Cryogenic Multiplexing Control Chip for a Superconducting Quantum Processor

Abstract

This paper proposes a scheme and design of a cryogenic multiplexing control chip (MCC), which enables one microwave cable to control many superconducting qubits. Designed based on an adjustable inductor, the MCC is a nonreciprocal device that generates microwave signals between 4 and 8 GHz and constructs a $XY$ control circuit to operate qubits. The effects of filters, isolators, power splitters, qubits, and load impedance on the MCC are analyzed in the frequency-domain simulation. And in the time-domain simulation, the response time, Gaussian pulses, single sideband, amplitude, and frequency compensation of the MCC are examined.
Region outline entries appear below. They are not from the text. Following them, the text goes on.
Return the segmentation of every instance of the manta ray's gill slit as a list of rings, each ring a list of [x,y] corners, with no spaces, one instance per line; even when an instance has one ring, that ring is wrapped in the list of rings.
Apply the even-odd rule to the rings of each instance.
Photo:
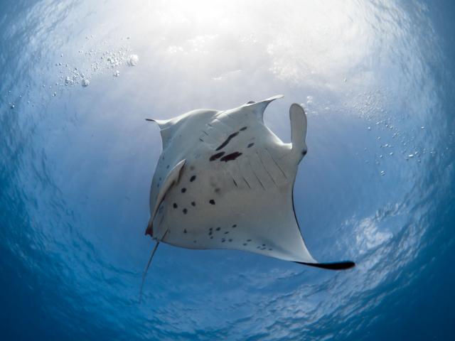
[[[232,140],[233,138],[235,138],[235,136],[237,136],[239,134],[238,131],[235,131],[235,133],[231,134],[230,135],[229,135],[229,136],[228,136],[228,139],[226,139],[225,140],[225,141],[221,144],[218,148],[217,148],[215,149],[215,151],[219,151],[220,149],[223,149],[223,148],[225,148],[226,146],[228,146],[228,144],[229,144],[229,142],[230,141],[230,140]]]
[[[248,188],[251,190],[251,186],[248,183],[248,181],[247,181],[247,179],[245,178],[245,176],[242,175],[242,178],[243,178],[243,180],[245,181],[245,183],[246,183],[247,185],[248,186]]]
[[[239,151],[235,151],[234,153],[231,153],[230,154],[228,154],[220,159],[220,161],[232,161],[235,160],[237,158],[240,156],[243,153],[240,153]]]
[[[213,154],[213,156],[211,156],[210,158],[209,158],[209,160],[210,161],[214,161],[217,158],[220,158],[223,155],[225,155],[225,152],[224,151],[220,151],[220,153],[217,153],[216,154]]]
The MCC can be integrated with the superconducting qubits on the same package at the 20-mK temperature stage with insertion loss of $\ensuremath{-}6$ dB and isolation of $\ensuremath{-}26$ dB. The time-domain simulation has revealed that the output specific microwave pulses of the MCC can be used for driving the superconducting qubits with crosstalk of about $\ensuremath{-}80$ dB. This is much less than $\ensuremath{-}40$ dB of the physical requirements on crosstalk, which can meet fidelity on single-qubit (99.92%) and two-qubit gates (99.40%). The power dissipation for each qubit control is less than 1 pW. The MCC can greatly reduce the number of microwave control lines and is beneficial to the development of a large-scale superconducting quantum processor.